The problem in Haiti is not the lack of leaders per se, though most of them have been scoundrels. The crucial problem is that the country has become a society of cynics and a people who would rather be anywhere but in Haiti. You have two types left in Haiti, those who have too much at stake to leave and those with nothing at stake to stay. Bill Clinton has been tapped to be the UN Special Envoy to Haiti and in interviews he has voiced deep disappointment about the situation on the ground.

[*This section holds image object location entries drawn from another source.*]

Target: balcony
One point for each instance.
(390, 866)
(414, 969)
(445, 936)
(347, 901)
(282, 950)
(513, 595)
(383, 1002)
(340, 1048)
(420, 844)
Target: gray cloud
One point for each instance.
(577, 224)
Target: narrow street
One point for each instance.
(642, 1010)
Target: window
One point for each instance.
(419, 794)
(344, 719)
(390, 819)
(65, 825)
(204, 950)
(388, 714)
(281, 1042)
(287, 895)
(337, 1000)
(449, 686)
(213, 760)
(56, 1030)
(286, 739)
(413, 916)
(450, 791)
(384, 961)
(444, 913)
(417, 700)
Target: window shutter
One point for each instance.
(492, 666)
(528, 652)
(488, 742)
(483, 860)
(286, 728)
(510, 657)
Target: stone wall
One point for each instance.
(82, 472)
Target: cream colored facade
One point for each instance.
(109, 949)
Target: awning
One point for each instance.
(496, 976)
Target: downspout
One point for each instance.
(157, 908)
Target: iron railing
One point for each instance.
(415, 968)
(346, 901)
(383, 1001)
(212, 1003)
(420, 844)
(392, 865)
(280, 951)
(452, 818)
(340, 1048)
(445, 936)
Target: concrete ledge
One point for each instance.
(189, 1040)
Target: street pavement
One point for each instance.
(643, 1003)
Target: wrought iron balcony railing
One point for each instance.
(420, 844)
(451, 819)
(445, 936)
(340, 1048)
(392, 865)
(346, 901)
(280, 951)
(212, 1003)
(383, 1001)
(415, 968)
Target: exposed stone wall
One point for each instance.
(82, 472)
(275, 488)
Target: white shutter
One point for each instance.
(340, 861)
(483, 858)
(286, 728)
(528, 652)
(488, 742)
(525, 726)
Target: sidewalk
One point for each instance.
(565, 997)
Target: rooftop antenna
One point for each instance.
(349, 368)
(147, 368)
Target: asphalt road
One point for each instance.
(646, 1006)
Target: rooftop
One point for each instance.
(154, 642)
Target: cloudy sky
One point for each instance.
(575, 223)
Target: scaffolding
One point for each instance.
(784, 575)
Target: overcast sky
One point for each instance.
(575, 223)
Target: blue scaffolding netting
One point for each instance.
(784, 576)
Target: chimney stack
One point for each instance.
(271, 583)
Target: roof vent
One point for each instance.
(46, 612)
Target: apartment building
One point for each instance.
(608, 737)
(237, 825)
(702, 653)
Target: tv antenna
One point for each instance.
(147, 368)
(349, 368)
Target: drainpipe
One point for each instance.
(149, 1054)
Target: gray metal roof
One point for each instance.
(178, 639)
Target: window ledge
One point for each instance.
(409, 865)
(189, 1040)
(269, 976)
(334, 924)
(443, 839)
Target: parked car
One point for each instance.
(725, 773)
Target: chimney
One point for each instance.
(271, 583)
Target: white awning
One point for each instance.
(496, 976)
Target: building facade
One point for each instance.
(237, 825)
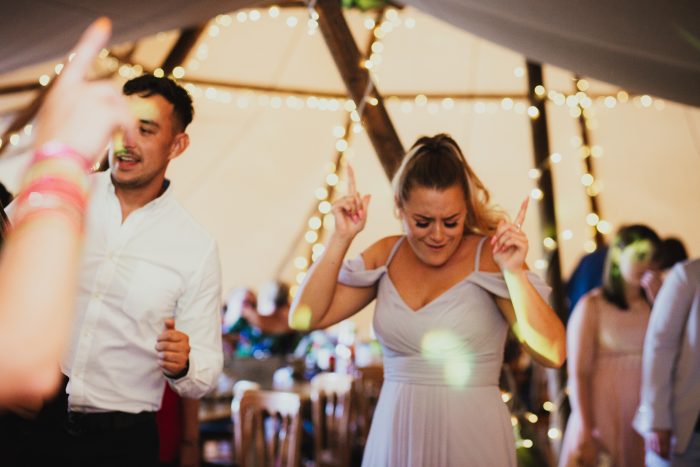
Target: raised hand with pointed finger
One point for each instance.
(79, 113)
(350, 211)
(510, 243)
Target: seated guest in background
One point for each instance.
(148, 305)
(605, 337)
(669, 410)
(265, 331)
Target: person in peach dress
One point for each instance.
(605, 339)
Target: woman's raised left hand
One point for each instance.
(510, 243)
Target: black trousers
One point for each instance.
(57, 437)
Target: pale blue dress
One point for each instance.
(440, 404)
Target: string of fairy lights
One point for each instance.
(578, 103)
(320, 220)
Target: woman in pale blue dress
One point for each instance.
(446, 293)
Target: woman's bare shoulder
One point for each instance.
(486, 261)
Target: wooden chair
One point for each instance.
(267, 429)
(331, 413)
(368, 385)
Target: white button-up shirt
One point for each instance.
(158, 264)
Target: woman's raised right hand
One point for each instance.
(80, 113)
(350, 211)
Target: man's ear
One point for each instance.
(179, 144)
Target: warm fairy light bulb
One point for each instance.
(315, 223)
(604, 227)
(321, 193)
(318, 249)
(300, 262)
(311, 236)
(549, 243)
(534, 174)
(324, 207)
(590, 246)
(610, 102)
(338, 131)
(332, 179)
(587, 179)
(592, 219)
(178, 72)
(341, 145)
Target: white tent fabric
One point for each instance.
(647, 46)
(257, 158)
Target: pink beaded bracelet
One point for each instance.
(56, 149)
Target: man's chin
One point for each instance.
(127, 183)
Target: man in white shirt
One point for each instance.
(669, 410)
(148, 307)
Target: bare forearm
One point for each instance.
(43, 252)
(537, 324)
(316, 292)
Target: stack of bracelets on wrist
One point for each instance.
(55, 183)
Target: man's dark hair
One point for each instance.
(149, 85)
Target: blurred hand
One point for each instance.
(173, 349)
(510, 243)
(651, 283)
(659, 441)
(80, 113)
(350, 211)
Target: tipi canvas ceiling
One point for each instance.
(257, 158)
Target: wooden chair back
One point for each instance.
(331, 411)
(267, 429)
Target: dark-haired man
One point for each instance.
(148, 306)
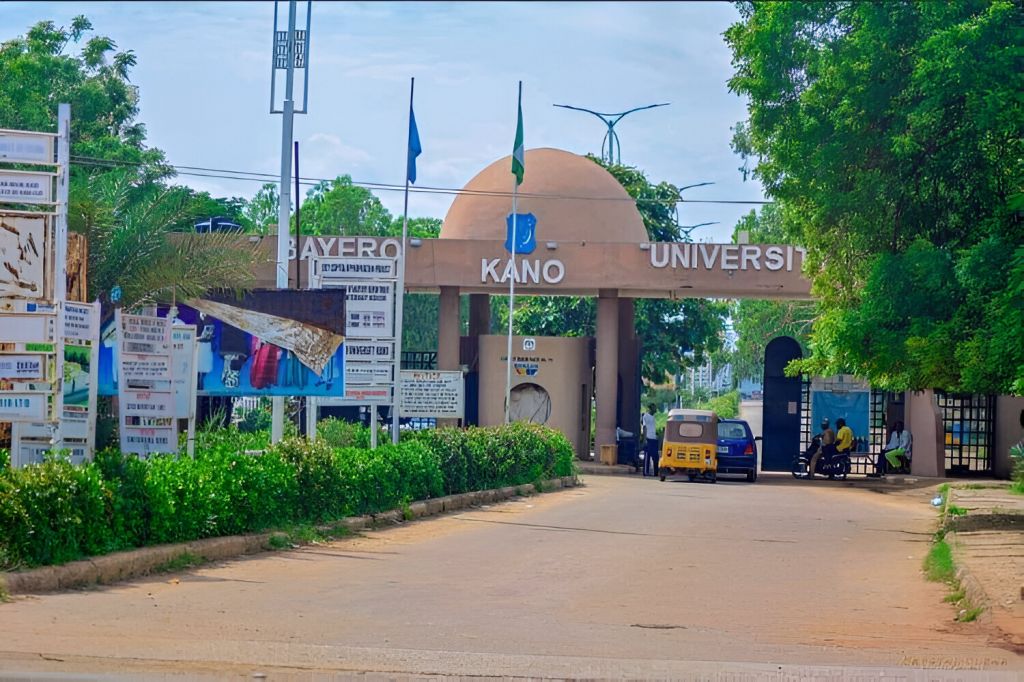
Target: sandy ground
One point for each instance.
(623, 578)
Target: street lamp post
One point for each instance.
(610, 141)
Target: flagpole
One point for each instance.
(399, 294)
(515, 196)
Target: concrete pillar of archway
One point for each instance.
(607, 368)
(448, 329)
(629, 396)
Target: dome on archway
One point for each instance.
(572, 198)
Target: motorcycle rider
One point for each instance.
(827, 446)
(844, 437)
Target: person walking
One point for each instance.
(649, 429)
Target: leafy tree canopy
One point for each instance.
(891, 136)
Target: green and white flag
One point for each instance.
(518, 153)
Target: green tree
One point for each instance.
(757, 322)
(119, 196)
(261, 211)
(891, 136)
(339, 207)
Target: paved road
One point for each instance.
(624, 578)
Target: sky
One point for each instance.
(204, 77)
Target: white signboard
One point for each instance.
(429, 393)
(23, 367)
(367, 394)
(142, 334)
(30, 329)
(369, 351)
(142, 370)
(80, 322)
(26, 187)
(25, 407)
(23, 248)
(183, 370)
(345, 269)
(20, 146)
(147, 417)
(370, 309)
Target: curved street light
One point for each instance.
(610, 141)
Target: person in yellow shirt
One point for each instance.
(844, 437)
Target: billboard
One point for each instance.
(265, 343)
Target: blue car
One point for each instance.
(737, 450)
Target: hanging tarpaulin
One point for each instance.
(312, 345)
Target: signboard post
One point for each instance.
(432, 393)
(184, 352)
(33, 270)
(370, 284)
(145, 394)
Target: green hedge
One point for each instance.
(56, 512)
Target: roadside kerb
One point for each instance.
(987, 552)
(119, 566)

The first thing Haiti needs is to build a society from scratch. It needs to train people to think and act for the collective good and not for their narrow self-interests. How else do you explain that the average Haitian house — the owners’ financial lot notwithstanding – is impeccably tidy. While the trash piles sky high on the streets of all major cities. I know of CEOs of private enterprises and executive directors of government ministries who lament the fact that they can’t find a decent secretary to type a grammatically correct letter. The goods ones are working in Miami and Manhattan.
Wyclef has been successful at reinventing himself. He refashioned his brand as an entrepreneur — philanthropist while most of his contemporaries in the music industry are being profiled on VH1’s “Where Are They Now?” But entering the world of Haitian upper echelon make Washington’s brass knuckle politics seem like Power Rangers.
After almost a dozen years, I decided to quit my position at the New York Times to launch the Haitian Times. Idealistic and at the top of my game, I thought this would be welcomed with open arms. I thought I was bringing energy and experience to the community. That move was immediately viewed suspiciously by many who wondered why I was leaving my comfortable perch at the nation’s most prestigious news organization to toil in the community trenches. Motives were given. He was a CIA plant; the New York Times was behind the move. It never dawned on anyone that I was driven purely through a sense of noblesse oblige and that I saw my community was at a critical crossroad and needed such a publication to help it navigate through the complicated and complex world that is the United States.
I was able to last this long by relying mostly on non-Haitian businesses interested in tapping the Haitian community. Unfortunately, when you’re dealing with Haiti itself, you’re on your own and there have been few success stories to report out of the place. The irony is that the country is brimming with energetic, entrepreneurial people, the kind that America yearns for. No wonder we’re doing alright in this country.
Wyclef is going to need all the help he can muster to navigate this treacherous water in which he is about to dip his toes. He will have to understand the true meaning of the word Yele, or scream. He will be doing it everyday.